Stricto sensu, ceux qui sont de lignage arabe viennent de la péninsule Arabique. C’est un système généalogique que l’on trouve dans la Bible. Leur ancêtre commun est Ismaël, fils d’Abraham, père des Arabes. Avec le prophète Mahomet, les Arabes se sont islamisés et ont entamé une conquête de tout le Croissant fertile, de la Palestine à l’Irak. Cette conquête, du VIIe au XIe siècle, a provoqué un phénomène d’arabisation, même s’il y avait déjà des Arabes dans le Croissant fertile avant la conquête. C’étaient des marchands, des Bédouins, ce dernier mot ayant longtemps désigné les Arabes. Dans ces premiers siècles de la conquête, la conscience arabe s’oppose à l’identité du peuple perse. Mais cette identité arabe se dissout à la fin de la conquête. On se définit alors par sa religion, son métier et son lieu de résidence. Pas par son identité arabe.

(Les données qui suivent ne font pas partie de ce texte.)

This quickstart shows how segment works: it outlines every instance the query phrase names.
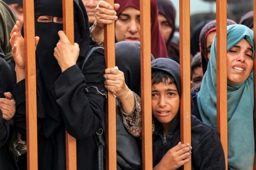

Les Européens, lors des croisades, ont-ils eu conscience de se battre contre les Arabes ?

Non. Ils désignaient leurs ennemis par le terme de Saracènes, déjà utilisé par les Romains pour qualifier les Bédouins du désert. Saracène donnera Sarrasin.

Qu’en est-il de la langue arabe ?

C’est la langue du Coran. Elle connaît avec la diffusion de cette religion un développement foudroyant jusuq’au Maghreb et aux confins de l’Indus, ce qui permet aujourd’hui à un musulman indonésien de comprendre un musulman marocain. […]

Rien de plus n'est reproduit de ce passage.